I love TENDONS! It’s chewy and gummy and I love to chew it even though my jaw might get tired afterward. It might not common to see tendon dishes in Western cooking but in Asian cooking, we use almost all kinds of meat cuts as we hate wasting food. I had to special order this from my grass-fed beef source and took them a while to put these tendon order together. Anyway, I was actually lacking a lot of ingredients but in the end, the dish turned out very yummy!

Ingredients:
1.5 lbs grass-fed beef tendon – cut into small pieces
1.5 lbs grass-fed beef brisket – cut into cubes
2 Tbsp Red Boat Fish Sauce
2 Tbsp coconut oil
3-4 whole cloves
4 garlic cloves – peeled & chopped
1/4 cup Coconut Aminos
2 Tbsp balsamic vinegar
3-4 star anise
1 tsp 5 spice powder
1/2 tsp white pepper powder
1/2 tsp black pepper powder
3 quart of water
Handful of lime leaves (optional)

Directions:
1. Heat the pressure cooker with coconut oil in medium heat.

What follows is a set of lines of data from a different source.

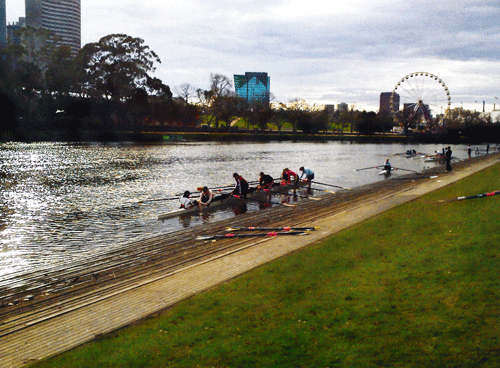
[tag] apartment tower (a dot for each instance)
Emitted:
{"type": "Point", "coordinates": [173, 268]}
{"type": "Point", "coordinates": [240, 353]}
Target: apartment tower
{"type": "Point", "coordinates": [63, 17]}
{"type": "Point", "coordinates": [3, 24]}
{"type": "Point", "coordinates": [253, 86]}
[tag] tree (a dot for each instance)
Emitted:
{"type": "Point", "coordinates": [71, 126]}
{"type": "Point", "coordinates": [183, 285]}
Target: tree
{"type": "Point", "coordinates": [260, 113]}
{"type": "Point", "coordinates": [185, 91]}
{"type": "Point", "coordinates": [294, 112]}
{"type": "Point", "coordinates": [117, 65]}
{"type": "Point", "coordinates": [61, 74]}
{"type": "Point", "coordinates": [224, 108]}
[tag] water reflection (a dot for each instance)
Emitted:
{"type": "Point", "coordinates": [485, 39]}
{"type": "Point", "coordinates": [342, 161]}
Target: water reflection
{"type": "Point", "coordinates": [60, 202]}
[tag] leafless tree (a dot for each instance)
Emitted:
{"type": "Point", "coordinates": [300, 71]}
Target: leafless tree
{"type": "Point", "coordinates": [185, 91]}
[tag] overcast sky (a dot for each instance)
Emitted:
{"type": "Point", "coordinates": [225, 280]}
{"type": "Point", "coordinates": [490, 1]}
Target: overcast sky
{"type": "Point", "coordinates": [322, 51]}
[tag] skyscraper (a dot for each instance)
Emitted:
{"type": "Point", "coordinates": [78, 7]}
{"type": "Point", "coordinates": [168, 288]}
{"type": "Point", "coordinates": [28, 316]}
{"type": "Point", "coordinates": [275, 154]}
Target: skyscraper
{"type": "Point", "coordinates": [253, 86]}
{"type": "Point", "coordinates": [3, 24]}
{"type": "Point", "coordinates": [385, 103]}
{"type": "Point", "coordinates": [63, 17]}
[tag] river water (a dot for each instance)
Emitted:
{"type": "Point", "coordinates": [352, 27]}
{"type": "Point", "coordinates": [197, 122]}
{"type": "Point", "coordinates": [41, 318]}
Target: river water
{"type": "Point", "coordinates": [62, 202]}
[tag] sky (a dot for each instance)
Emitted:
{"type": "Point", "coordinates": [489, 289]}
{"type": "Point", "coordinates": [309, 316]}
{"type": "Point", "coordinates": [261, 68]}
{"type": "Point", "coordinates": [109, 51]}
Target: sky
{"type": "Point", "coordinates": [320, 51]}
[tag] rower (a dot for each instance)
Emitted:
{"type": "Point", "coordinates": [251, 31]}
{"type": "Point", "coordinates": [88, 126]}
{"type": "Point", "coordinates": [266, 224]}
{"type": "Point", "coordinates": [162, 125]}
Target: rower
{"type": "Point", "coordinates": [265, 182]}
{"type": "Point", "coordinates": [206, 197]}
{"type": "Point", "coordinates": [286, 176]}
{"type": "Point", "coordinates": [186, 200]}
{"type": "Point", "coordinates": [241, 188]}
{"type": "Point", "coordinates": [387, 166]}
{"type": "Point", "coordinates": [308, 173]}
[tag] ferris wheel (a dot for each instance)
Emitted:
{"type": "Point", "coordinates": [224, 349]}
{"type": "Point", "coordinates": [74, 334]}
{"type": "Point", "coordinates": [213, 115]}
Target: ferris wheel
{"type": "Point", "coordinates": [421, 92]}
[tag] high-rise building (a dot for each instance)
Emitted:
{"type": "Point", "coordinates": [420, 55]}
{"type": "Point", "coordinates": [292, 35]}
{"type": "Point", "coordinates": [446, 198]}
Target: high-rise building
{"type": "Point", "coordinates": [63, 17]}
{"type": "Point", "coordinates": [253, 86]}
{"type": "Point", "coordinates": [385, 103]}
{"type": "Point", "coordinates": [3, 24]}
{"type": "Point", "coordinates": [12, 36]}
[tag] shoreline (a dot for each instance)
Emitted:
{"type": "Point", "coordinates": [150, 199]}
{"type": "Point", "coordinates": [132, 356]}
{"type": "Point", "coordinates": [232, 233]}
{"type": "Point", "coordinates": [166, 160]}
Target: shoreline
{"type": "Point", "coordinates": [70, 325]}
{"type": "Point", "coordinates": [200, 135]}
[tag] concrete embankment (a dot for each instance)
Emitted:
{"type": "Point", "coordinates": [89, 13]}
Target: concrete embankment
{"type": "Point", "coordinates": [113, 291]}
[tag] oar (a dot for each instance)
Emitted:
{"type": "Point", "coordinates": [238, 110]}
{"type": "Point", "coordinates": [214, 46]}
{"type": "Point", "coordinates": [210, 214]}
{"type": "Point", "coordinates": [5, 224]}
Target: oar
{"type": "Point", "coordinates": [398, 168]}
{"type": "Point", "coordinates": [367, 168]}
{"type": "Point", "coordinates": [252, 228]}
{"type": "Point", "coordinates": [264, 201]}
{"type": "Point", "coordinates": [159, 199]}
{"type": "Point", "coordinates": [232, 235]}
{"type": "Point", "coordinates": [329, 185]}
{"type": "Point", "coordinates": [295, 195]}
{"type": "Point", "coordinates": [482, 195]}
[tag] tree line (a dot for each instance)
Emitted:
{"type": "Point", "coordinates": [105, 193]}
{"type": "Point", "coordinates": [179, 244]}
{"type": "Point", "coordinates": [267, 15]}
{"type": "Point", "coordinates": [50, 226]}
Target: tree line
{"type": "Point", "coordinates": [109, 87]}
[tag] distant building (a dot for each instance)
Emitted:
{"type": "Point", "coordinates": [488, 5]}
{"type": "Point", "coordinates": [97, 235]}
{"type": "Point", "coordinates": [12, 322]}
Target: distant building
{"type": "Point", "coordinates": [63, 17]}
{"type": "Point", "coordinates": [330, 108]}
{"type": "Point", "coordinates": [253, 86]}
{"type": "Point", "coordinates": [385, 103]}
{"type": "Point", "coordinates": [12, 38]}
{"type": "Point", "coordinates": [3, 24]}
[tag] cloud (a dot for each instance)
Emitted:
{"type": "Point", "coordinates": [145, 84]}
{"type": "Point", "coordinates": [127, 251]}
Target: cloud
{"type": "Point", "coordinates": [320, 50]}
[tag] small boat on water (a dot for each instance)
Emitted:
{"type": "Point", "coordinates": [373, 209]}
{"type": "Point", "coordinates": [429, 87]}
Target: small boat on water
{"type": "Point", "coordinates": [225, 199]}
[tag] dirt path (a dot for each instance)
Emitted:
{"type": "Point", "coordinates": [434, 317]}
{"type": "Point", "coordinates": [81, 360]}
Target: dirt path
{"type": "Point", "coordinates": [154, 274]}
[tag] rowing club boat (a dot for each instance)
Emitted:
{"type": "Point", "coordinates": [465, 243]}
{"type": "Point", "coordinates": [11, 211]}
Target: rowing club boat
{"type": "Point", "coordinates": [227, 200]}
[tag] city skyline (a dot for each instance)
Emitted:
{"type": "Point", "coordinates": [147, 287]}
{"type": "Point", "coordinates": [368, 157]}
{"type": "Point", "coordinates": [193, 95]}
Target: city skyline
{"type": "Point", "coordinates": [324, 52]}
{"type": "Point", "coordinates": [61, 17]}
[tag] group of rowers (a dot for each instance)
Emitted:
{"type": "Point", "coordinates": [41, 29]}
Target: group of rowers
{"type": "Point", "coordinates": [241, 189]}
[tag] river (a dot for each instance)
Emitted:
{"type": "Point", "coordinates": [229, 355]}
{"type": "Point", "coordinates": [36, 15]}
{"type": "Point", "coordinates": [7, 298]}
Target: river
{"type": "Point", "coordinates": [60, 202]}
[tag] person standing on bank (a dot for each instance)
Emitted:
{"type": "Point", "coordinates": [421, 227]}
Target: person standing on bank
{"type": "Point", "coordinates": [265, 181]}
{"type": "Point", "coordinates": [206, 198]}
{"type": "Point", "coordinates": [241, 188]}
{"type": "Point", "coordinates": [309, 175]}
{"type": "Point", "coordinates": [448, 158]}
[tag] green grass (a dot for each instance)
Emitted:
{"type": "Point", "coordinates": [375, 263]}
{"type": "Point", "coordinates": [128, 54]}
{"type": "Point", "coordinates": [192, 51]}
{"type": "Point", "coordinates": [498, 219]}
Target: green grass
{"type": "Point", "coordinates": [415, 287]}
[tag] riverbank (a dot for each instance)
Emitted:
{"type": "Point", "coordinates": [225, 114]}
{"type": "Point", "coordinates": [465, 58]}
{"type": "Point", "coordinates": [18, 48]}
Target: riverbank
{"type": "Point", "coordinates": [206, 274]}
{"type": "Point", "coordinates": [220, 135]}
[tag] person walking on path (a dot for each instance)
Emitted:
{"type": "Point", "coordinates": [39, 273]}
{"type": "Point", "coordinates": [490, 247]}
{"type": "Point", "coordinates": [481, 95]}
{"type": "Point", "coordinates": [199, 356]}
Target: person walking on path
{"type": "Point", "coordinates": [241, 188]}
{"type": "Point", "coordinates": [448, 158]}
{"type": "Point", "coordinates": [206, 197]}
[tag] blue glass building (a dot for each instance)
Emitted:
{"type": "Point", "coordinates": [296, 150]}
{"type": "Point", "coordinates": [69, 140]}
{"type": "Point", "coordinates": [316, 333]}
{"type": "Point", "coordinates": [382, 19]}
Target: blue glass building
{"type": "Point", "coordinates": [253, 87]}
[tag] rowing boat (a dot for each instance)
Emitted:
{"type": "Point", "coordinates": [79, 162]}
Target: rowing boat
{"type": "Point", "coordinates": [285, 188]}
{"type": "Point", "coordinates": [218, 201]}
{"type": "Point", "coordinates": [227, 200]}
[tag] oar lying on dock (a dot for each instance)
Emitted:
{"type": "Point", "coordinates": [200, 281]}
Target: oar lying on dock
{"type": "Point", "coordinates": [232, 235]}
{"type": "Point", "coordinates": [290, 194]}
{"type": "Point", "coordinates": [264, 201]}
{"type": "Point", "coordinates": [329, 185]}
{"type": "Point", "coordinates": [252, 228]}
{"type": "Point", "coordinates": [482, 195]}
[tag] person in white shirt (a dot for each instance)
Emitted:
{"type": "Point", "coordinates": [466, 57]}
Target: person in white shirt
{"type": "Point", "coordinates": [186, 201]}
{"type": "Point", "coordinates": [206, 197]}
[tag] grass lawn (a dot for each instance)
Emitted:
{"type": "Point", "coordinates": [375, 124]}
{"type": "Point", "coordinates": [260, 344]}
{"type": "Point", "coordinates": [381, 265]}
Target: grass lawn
{"type": "Point", "coordinates": [417, 286]}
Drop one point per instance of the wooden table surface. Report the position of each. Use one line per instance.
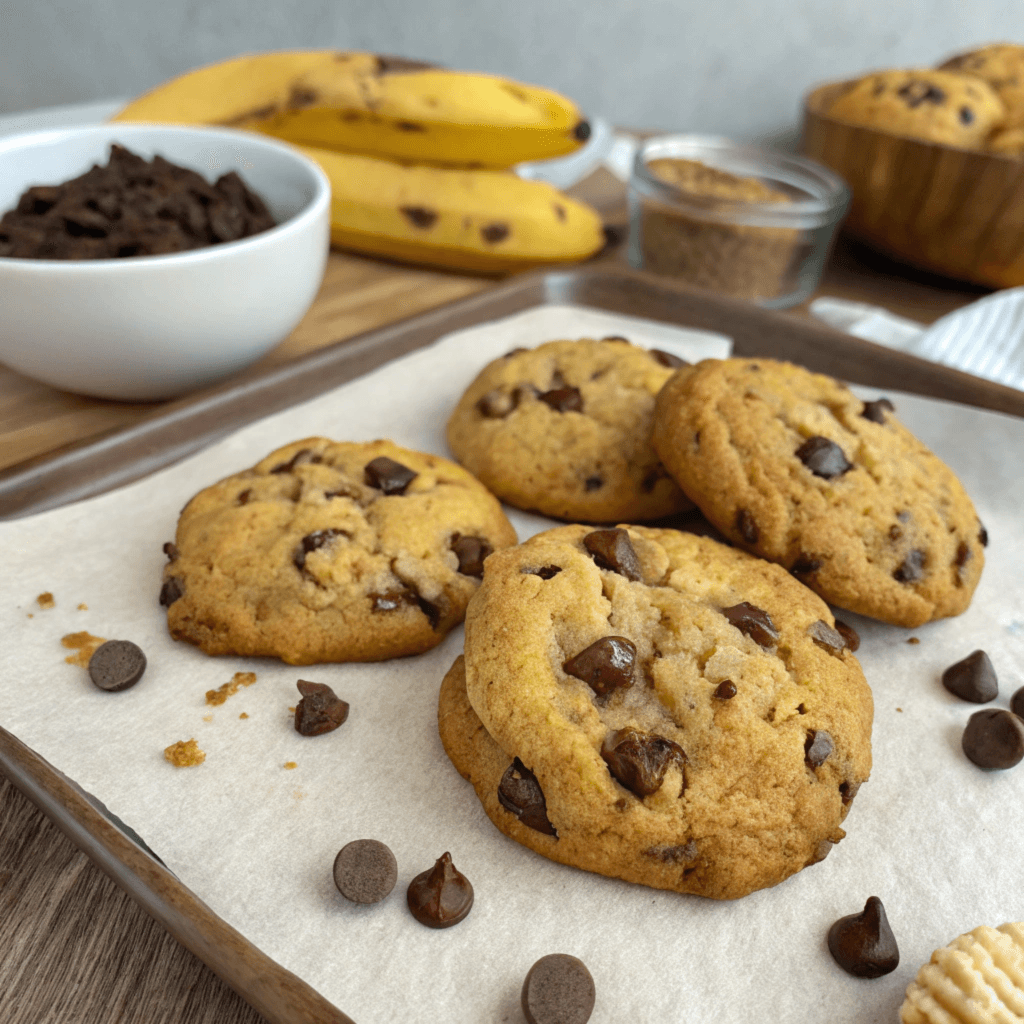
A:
(73, 946)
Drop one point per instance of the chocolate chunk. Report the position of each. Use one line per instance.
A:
(117, 665)
(470, 551)
(993, 739)
(558, 989)
(973, 679)
(911, 568)
(747, 527)
(520, 794)
(441, 896)
(563, 399)
(171, 591)
(824, 636)
(320, 711)
(756, 623)
(612, 549)
(387, 475)
(605, 666)
(817, 747)
(365, 870)
(876, 411)
(640, 760)
(823, 458)
(863, 944)
(849, 634)
(669, 359)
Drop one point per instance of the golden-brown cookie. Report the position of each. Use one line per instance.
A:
(331, 551)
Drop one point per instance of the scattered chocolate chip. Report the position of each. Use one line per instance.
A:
(863, 944)
(756, 623)
(993, 739)
(605, 666)
(823, 458)
(563, 399)
(911, 568)
(171, 591)
(973, 679)
(365, 870)
(639, 760)
(558, 989)
(520, 794)
(824, 636)
(817, 747)
(612, 549)
(470, 551)
(849, 634)
(320, 711)
(117, 665)
(876, 411)
(387, 475)
(441, 896)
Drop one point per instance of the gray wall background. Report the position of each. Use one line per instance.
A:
(738, 67)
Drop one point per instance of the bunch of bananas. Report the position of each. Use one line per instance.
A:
(418, 157)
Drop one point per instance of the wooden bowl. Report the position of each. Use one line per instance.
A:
(956, 212)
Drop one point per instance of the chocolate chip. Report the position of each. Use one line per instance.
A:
(817, 747)
(441, 896)
(756, 623)
(911, 568)
(558, 989)
(863, 944)
(669, 359)
(563, 399)
(320, 711)
(387, 475)
(520, 794)
(365, 870)
(876, 411)
(605, 666)
(747, 527)
(973, 679)
(993, 739)
(117, 665)
(823, 458)
(849, 634)
(171, 591)
(612, 549)
(470, 551)
(640, 760)
(824, 636)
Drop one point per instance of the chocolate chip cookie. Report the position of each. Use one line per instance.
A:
(795, 468)
(657, 707)
(564, 429)
(331, 551)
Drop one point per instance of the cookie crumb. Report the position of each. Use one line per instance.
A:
(221, 693)
(184, 754)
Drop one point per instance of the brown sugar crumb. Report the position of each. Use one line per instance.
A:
(221, 693)
(85, 643)
(184, 754)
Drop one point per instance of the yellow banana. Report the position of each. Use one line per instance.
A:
(487, 221)
(384, 107)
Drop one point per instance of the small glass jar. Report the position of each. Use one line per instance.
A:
(736, 219)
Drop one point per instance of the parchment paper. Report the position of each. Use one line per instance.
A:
(939, 841)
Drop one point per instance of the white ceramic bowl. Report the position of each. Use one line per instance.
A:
(155, 327)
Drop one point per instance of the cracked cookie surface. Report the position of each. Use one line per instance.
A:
(564, 429)
(795, 468)
(657, 707)
(331, 551)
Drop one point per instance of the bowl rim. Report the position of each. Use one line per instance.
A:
(298, 222)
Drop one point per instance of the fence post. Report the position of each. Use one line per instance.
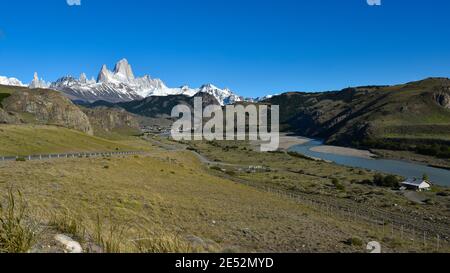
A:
(392, 228)
(424, 239)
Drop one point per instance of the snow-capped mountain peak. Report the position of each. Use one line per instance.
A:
(121, 85)
(123, 70)
(38, 83)
(224, 96)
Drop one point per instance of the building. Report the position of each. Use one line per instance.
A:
(417, 184)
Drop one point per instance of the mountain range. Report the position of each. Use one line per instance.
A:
(121, 85)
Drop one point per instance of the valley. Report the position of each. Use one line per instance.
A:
(211, 196)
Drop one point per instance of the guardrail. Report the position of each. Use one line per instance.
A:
(67, 155)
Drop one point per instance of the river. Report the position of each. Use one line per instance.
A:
(397, 167)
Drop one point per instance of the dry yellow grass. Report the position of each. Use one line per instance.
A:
(38, 139)
(170, 195)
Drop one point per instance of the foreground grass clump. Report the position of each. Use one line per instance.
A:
(16, 235)
(24, 140)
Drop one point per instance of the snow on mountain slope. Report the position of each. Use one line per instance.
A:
(38, 83)
(121, 85)
(11, 81)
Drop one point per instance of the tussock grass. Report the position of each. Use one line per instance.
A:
(165, 243)
(16, 234)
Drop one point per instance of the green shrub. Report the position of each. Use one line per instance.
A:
(355, 241)
(386, 181)
(337, 184)
(17, 234)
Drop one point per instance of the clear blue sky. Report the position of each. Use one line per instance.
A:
(254, 47)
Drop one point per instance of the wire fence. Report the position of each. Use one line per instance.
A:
(67, 155)
(432, 236)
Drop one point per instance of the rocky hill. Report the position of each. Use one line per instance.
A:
(112, 120)
(161, 107)
(43, 106)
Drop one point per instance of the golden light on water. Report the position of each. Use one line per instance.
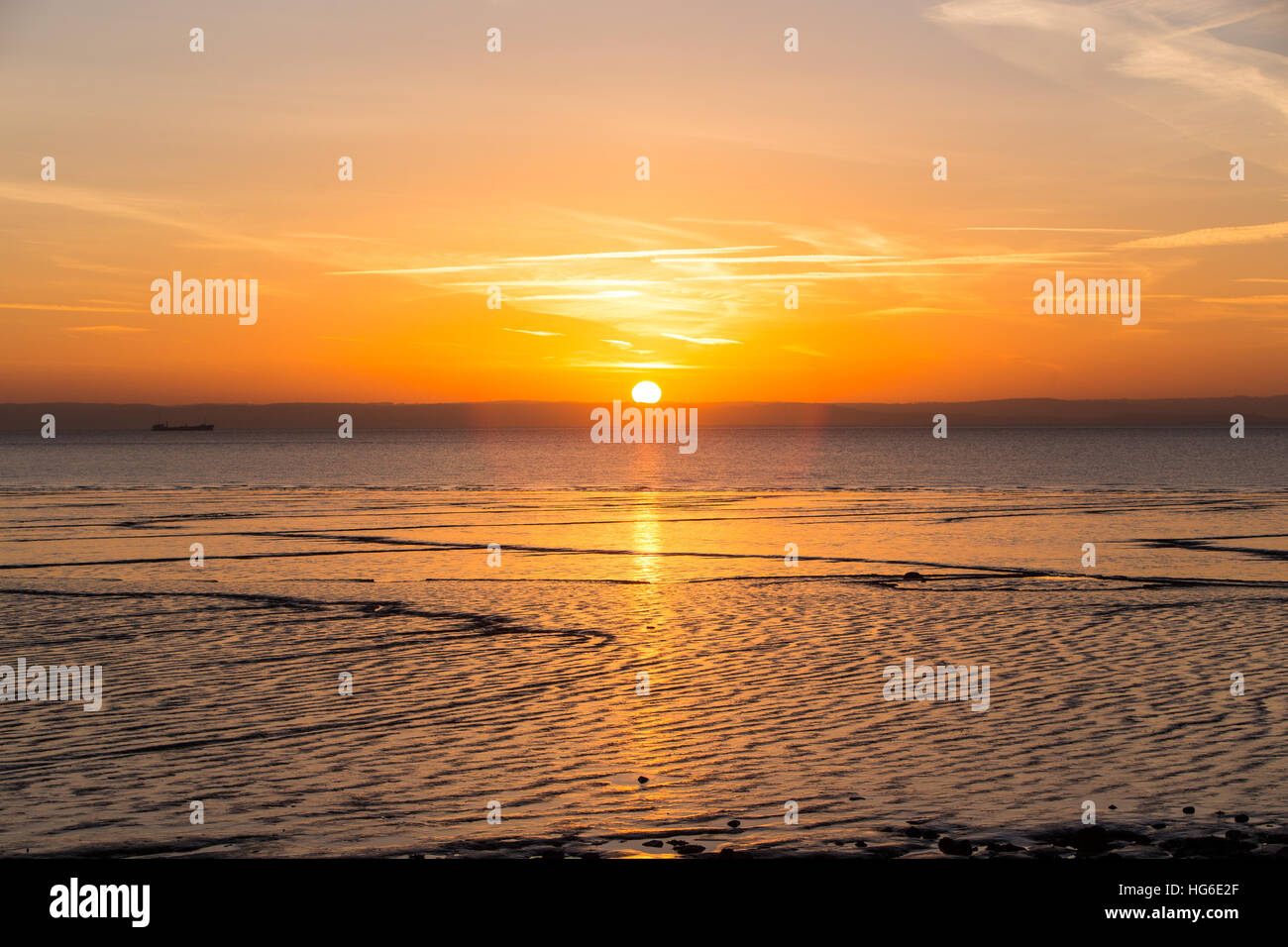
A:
(645, 393)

2. Saute the chopped garlic and whole cloves until fragrant.

3. Saute the cut up tendons and brisket. Season with fish sauce, pepper, 5 spice powder, balsamic vinegar.

4. Add in water. Make sure the meat is submerge under the water. Add more if necessary. Add in the star anise. Lock the pressure cooker lid and bring up the heat until it starts hissing.

5. After it starts hissing, turn down the heat without bringing down the pressure. Cook for about 1 hour 10 minutes.

6. Turn off the heat and let the pressure comes down naturally. Usually it takes around 7-10 minutes.

The finished dish might not have much water left, which is the way I like it.